The study, based on financial data provided by colleges and universities themselves to the federal government, found that 64 cents was spent on administration at the smallest private colleges for every 36 cents spent on instruction.
The proportions declined with economies of scale, according to the study by the American Council of Trustees and Alumni, or ACTA. At the largest public research universities, it said, 17 cents were spent on administration for every 83 cents spent on instruction.
There have been many reports about growth in the number of administrators — which continued even after the recession — and the salaries and benefits they get. Because of complexities of accounting, however, there’s been limited empirical research connecting these conclusively to rising college costs.
What is not in dispute is that the number of administrators at colleges and universities grew twice as fast in the 25 years ending in 2012 as the number of students, according to federal data analyzed by the New England Center for Investigative Reporting.
A 2010 study by the conservative Goldwater Institute found that while instructional spending per student at 198 top public and private universities and colleges rose 39 percent between 1993 and 2007, administrative spending per student jumped by 61 percent.
A 2014 report by the Delta Cost Project found that the number of administrators had increased from one per 3.5 faculty and staff positions in 1990 to 2.2 in 2012.

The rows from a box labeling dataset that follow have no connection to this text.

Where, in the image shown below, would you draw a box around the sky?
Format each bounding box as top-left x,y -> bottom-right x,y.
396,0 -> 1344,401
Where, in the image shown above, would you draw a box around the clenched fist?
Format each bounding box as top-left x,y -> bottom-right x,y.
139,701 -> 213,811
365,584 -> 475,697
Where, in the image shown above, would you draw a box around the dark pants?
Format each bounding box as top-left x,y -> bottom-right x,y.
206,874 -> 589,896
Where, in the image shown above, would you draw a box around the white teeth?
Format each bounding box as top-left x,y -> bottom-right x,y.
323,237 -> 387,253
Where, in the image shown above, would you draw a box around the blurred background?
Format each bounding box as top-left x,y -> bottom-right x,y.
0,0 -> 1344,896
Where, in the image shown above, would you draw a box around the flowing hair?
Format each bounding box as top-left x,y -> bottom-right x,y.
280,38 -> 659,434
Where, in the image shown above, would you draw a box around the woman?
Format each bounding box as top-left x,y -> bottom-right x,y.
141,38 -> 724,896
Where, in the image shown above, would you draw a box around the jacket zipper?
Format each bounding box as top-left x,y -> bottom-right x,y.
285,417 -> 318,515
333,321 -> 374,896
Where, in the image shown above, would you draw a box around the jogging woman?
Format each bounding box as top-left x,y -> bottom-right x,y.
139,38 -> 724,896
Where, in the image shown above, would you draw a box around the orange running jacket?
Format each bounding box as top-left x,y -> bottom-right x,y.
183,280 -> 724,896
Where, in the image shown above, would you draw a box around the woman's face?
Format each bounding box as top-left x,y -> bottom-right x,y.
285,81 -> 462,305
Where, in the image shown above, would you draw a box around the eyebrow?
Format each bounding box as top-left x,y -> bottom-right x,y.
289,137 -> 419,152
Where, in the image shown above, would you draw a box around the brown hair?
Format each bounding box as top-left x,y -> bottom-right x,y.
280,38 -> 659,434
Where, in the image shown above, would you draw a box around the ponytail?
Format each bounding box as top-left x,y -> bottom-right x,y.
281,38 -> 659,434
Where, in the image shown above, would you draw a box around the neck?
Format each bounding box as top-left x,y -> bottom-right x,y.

Colleges and universities contend that the increase in the number of administrators is driven by such things as federal regulation, the need to support more complex technology and new functions such as sustainability efforts, which they say save money over the long term.
The ACTA classified “instructional costs” as including academic support, academic deans, libraries, and museums. It regarded administrative costs as falling under what the government categorizes as “instructional support,” which includes planning, legal and financial services, public relations and marketing and development, but not student activities, financial aid services, housing, parking or dining.